A library for creating your own self-learning AI based off Deepmind's Alpha-Zero.
Features:
- Works with any deterministic game (no randomness)
- Uses multiprocessing to run multiple instances of self-play
- Uses multithreading to parallelize the tree search algorithm (Monte Carlo Tree Search w/ Virtual Loss)
- Adds dirichilet noise to increase variance in training data (See MCTSasync.py)
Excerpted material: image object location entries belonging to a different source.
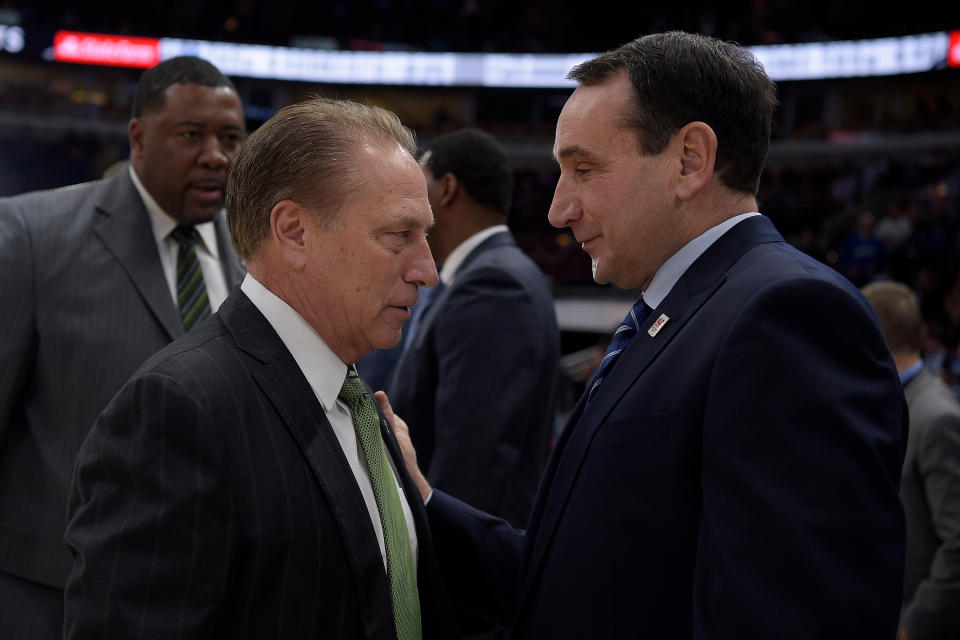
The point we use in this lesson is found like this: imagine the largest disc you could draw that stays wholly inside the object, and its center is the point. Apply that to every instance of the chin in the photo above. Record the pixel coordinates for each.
(388, 340)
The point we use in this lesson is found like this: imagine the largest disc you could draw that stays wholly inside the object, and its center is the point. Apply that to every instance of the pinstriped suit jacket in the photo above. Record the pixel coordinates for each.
(83, 303)
(212, 499)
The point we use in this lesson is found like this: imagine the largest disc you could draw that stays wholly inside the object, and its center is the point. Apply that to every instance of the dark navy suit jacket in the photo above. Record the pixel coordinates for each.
(477, 381)
(735, 476)
(213, 500)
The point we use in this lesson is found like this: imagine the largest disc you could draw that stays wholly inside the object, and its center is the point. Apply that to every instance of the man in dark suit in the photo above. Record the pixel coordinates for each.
(931, 474)
(243, 484)
(90, 291)
(732, 470)
(492, 326)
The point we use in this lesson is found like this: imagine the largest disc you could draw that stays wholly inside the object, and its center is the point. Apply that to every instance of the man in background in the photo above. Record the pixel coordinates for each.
(930, 488)
(478, 374)
(98, 277)
(242, 484)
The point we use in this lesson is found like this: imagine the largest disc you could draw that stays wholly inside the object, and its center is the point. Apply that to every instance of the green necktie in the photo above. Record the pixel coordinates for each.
(401, 573)
(191, 290)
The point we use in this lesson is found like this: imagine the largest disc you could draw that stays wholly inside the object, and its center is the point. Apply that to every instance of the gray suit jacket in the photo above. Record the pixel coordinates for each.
(83, 303)
(477, 381)
(930, 491)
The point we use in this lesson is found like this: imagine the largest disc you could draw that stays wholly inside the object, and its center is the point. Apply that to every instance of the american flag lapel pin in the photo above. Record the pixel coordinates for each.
(656, 326)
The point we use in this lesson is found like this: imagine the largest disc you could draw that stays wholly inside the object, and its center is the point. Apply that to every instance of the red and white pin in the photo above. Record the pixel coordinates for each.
(656, 326)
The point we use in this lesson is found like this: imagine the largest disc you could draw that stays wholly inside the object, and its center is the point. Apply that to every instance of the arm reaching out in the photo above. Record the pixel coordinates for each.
(406, 446)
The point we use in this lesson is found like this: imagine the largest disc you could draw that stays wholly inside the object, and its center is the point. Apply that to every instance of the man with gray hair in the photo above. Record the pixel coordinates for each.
(731, 470)
(930, 488)
(243, 483)
(98, 277)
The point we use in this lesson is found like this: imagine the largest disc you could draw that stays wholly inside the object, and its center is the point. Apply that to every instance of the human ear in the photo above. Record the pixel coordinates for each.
(135, 131)
(287, 230)
(449, 188)
(698, 153)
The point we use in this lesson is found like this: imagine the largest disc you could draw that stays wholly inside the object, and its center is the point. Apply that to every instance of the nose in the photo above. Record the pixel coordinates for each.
(212, 154)
(565, 208)
(423, 269)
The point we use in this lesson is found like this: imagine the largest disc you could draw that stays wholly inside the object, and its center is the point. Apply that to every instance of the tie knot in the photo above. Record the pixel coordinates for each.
(185, 235)
(353, 389)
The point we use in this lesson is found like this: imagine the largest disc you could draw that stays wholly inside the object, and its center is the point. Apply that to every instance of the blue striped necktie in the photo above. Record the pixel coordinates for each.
(401, 570)
(621, 338)
(191, 290)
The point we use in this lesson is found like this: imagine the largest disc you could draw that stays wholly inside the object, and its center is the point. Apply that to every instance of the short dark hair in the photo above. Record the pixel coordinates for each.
(479, 162)
(898, 312)
(307, 152)
(679, 78)
(152, 87)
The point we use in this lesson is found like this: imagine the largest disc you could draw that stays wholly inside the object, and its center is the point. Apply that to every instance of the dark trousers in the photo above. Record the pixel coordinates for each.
(29, 610)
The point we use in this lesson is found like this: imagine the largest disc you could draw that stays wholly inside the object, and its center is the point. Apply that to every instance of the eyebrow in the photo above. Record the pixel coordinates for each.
(194, 123)
(411, 222)
(575, 150)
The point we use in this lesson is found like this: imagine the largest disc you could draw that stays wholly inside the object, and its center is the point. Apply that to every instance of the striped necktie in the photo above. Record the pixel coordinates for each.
(621, 338)
(427, 294)
(191, 290)
(401, 572)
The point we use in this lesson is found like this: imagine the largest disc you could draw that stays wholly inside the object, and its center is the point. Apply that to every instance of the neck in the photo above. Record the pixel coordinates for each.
(905, 359)
(465, 223)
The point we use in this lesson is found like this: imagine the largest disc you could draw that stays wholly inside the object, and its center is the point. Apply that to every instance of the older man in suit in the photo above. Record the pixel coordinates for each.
(732, 470)
(492, 322)
(931, 474)
(90, 291)
(243, 484)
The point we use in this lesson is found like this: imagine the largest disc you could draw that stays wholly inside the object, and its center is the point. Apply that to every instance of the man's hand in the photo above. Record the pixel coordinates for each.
(406, 446)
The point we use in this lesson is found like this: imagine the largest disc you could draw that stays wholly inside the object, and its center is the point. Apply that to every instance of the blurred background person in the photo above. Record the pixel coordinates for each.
(478, 375)
(99, 277)
(930, 487)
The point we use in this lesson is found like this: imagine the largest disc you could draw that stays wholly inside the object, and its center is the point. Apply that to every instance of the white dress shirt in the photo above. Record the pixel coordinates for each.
(676, 265)
(207, 252)
(325, 373)
(452, 264)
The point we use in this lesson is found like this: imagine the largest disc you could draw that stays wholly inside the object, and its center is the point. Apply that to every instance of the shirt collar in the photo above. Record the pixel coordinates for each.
(452, 264)
(162, 224)
(910, 372)
(320, 365)
(676, 265)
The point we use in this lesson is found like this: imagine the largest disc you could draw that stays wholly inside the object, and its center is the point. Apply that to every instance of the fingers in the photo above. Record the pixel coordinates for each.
(384, 403)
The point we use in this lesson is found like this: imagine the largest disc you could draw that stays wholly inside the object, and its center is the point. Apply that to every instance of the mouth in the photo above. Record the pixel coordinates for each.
(207, 190)
(584, 243)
- The whole training process is automated, you can leave it running
- Can use any framework for Machine Learning, but a sample model is available *
*Note: If u decide to implement your own Neural Net model, be wary if compatibility issues with multiprocessing. Both Tensorflow and Pytorch worked fine on windows, but I had some trouble with tensorflow on a google cloud instance running Ubuntu. The provided model is an adjustable ResNet implemented in Pytorch.
Python version: 3.7.8
-
Clone Repo
-
Create and activate virtual environment.
-
Install packages:
pip install -r requirments.txt
If pytorch does not install correctly, use:
pip install torch, torchvision
-
To use graphics card, setup CUDA and CUDnn
Tutorial on setting up CUDA on GCP through terminal: https://towardsdatascience.com/installing-cuda-on-google-cloud-platform-in-10-minutes-9525d874c8c1
For examples, see branch: Connect4-example.
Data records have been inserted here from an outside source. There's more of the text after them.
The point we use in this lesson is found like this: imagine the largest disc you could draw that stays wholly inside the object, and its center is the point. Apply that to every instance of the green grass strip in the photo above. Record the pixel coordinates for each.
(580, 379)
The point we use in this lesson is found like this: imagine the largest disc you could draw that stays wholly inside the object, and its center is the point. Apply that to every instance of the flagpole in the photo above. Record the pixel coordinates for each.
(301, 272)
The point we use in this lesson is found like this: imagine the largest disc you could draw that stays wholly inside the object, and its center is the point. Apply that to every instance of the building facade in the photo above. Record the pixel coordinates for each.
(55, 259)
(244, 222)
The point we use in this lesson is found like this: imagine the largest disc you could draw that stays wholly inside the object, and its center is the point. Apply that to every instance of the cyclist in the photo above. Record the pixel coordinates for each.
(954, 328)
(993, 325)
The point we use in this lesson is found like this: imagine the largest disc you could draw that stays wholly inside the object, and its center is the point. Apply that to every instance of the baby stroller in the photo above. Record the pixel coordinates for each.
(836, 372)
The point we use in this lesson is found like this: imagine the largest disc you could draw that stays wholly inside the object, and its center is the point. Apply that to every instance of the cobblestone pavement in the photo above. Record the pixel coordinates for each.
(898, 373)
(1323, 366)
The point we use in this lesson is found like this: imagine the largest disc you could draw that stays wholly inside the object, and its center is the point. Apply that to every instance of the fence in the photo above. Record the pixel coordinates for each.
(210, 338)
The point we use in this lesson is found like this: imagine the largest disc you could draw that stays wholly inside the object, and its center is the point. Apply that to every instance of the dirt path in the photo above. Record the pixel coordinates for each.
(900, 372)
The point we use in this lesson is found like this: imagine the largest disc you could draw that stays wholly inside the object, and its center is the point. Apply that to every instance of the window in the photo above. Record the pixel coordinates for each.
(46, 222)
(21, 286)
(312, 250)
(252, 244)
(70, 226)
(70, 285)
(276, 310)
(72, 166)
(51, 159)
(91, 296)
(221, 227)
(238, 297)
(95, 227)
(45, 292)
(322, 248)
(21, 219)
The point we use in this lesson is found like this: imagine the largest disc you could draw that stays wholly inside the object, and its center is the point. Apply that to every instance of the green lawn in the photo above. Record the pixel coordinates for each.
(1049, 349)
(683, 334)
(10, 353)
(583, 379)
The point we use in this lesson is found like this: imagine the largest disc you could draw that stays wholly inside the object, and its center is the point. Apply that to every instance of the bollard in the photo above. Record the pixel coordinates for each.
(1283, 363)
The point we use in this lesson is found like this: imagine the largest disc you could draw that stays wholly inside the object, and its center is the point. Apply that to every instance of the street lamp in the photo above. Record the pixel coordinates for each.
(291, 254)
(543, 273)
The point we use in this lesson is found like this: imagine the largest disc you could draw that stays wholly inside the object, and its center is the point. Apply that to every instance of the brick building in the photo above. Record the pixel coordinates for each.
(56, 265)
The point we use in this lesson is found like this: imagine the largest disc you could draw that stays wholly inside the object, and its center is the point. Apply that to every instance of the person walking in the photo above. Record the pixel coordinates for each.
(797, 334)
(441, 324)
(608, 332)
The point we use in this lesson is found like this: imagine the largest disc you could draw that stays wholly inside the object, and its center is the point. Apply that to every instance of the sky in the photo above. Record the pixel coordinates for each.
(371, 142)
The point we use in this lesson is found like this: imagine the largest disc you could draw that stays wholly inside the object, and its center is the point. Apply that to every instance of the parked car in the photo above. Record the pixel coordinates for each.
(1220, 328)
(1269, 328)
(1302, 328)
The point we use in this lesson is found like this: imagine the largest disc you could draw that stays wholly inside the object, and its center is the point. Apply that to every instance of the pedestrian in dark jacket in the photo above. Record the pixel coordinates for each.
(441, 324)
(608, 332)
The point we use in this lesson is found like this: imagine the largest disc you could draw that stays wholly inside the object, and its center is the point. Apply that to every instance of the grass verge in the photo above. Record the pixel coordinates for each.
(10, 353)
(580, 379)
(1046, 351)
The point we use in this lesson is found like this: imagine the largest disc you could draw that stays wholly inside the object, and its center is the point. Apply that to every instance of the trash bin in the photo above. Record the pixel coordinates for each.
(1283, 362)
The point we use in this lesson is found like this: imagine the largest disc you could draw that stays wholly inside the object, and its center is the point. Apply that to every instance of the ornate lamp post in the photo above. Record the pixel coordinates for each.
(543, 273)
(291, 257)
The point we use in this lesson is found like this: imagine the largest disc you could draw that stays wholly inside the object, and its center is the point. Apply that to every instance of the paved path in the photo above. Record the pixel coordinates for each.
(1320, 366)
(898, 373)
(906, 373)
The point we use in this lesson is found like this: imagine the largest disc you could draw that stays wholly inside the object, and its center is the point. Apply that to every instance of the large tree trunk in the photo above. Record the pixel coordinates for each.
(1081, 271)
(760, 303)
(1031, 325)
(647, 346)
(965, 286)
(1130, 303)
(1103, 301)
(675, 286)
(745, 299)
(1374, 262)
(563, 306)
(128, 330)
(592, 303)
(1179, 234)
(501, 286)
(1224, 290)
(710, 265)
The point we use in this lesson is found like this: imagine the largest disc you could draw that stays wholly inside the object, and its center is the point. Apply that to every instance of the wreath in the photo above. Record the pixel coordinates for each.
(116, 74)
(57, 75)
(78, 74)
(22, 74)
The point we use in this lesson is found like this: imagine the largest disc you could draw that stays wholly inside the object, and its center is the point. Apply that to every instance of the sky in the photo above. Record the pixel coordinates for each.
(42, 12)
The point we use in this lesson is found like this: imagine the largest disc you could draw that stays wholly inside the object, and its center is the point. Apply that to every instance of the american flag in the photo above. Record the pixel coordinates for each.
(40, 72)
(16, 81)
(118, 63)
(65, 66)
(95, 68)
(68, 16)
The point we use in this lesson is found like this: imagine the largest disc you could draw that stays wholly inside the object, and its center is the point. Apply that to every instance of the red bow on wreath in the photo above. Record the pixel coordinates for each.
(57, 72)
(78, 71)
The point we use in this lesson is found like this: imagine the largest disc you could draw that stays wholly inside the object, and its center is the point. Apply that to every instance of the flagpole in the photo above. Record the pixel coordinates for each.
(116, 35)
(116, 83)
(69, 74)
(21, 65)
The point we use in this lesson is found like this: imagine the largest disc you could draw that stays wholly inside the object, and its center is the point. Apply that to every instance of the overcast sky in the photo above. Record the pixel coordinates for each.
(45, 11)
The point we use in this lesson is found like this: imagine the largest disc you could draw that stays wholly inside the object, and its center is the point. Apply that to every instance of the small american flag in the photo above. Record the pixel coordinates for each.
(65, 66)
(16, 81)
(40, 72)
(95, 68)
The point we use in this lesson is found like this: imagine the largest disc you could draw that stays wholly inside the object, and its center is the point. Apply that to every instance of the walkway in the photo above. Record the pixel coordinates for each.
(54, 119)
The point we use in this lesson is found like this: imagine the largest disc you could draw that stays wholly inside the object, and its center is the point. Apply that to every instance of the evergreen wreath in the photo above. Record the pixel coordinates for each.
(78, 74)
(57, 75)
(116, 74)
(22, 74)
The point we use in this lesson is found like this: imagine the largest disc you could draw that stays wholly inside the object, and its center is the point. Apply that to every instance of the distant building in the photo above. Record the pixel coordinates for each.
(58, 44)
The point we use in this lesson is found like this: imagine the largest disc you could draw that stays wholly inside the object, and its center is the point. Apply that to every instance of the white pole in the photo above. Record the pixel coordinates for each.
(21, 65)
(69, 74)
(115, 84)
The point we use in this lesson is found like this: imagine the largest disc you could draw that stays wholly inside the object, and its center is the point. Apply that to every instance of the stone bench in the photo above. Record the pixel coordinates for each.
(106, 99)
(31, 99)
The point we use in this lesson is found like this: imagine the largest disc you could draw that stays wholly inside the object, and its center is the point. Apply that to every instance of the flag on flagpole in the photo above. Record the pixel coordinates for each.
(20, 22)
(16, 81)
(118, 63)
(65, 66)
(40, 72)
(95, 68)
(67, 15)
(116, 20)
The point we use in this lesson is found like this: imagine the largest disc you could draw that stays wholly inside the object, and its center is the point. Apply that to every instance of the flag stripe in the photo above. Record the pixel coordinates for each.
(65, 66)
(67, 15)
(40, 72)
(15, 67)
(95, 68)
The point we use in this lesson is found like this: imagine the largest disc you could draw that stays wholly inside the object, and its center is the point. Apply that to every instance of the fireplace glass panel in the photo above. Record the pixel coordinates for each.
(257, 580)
You are required to implement interfaces State, Game and create a subclass of DefaultModel. You can also implement your own Neural net model, but a default one is provided.
Create a Trainer instance and choose appropriate arguments. From start_training.py in Connect4-example:
if __name__ == '__main__':
# To prevent unix leakages (prevents Error initialising CUDA)
multiprocessing.set_start_method('spawn')
# Self-play until 25000 examples are generated (USE 8 CPU CORES), then train and produce new model. Evaluate new
# model in a best of 100 with the old model (USE 6 CPU cores).
trainer = Trainer(Connect4WrapperModel, Connect4Game, num_self_play=25000, num_train_iterations=200,
num_bot_battles=100, self_play_cpu=8, bot_battle_cpu=6)
# Bot battle has less processes because it uses more VRAM as each process loads two models instead of one
trainer.training_pipeline()
I trained a Connect4 bot for ~20 hours using the library; the associated files can be found in the connect4-example branch. Below is a sample game the bot won against me.
SELF-TRAINED BOT: RED
HUMAN-PLAYER (ME): YELLOW
We can see that the bot always learns to play in the middle, it learns to block enemy wins and even forces me into an unwinnable position at the last move.
Date | Update |
---|---|
Aug. 15 2020 | Started Logs |
Aug. 25 2020 | Parallelized MCTS (used virtual loss implementation) |
TODOs:
Parallel MCTS- Add a BotPlayer class that can play games after the bot has finished training.
- Create seperate agents (trainer, self-play, nnet-model) so that each can be run in its own containerized environment
- This would allow for other speed optimizations (self-play converted to C or Rust for example)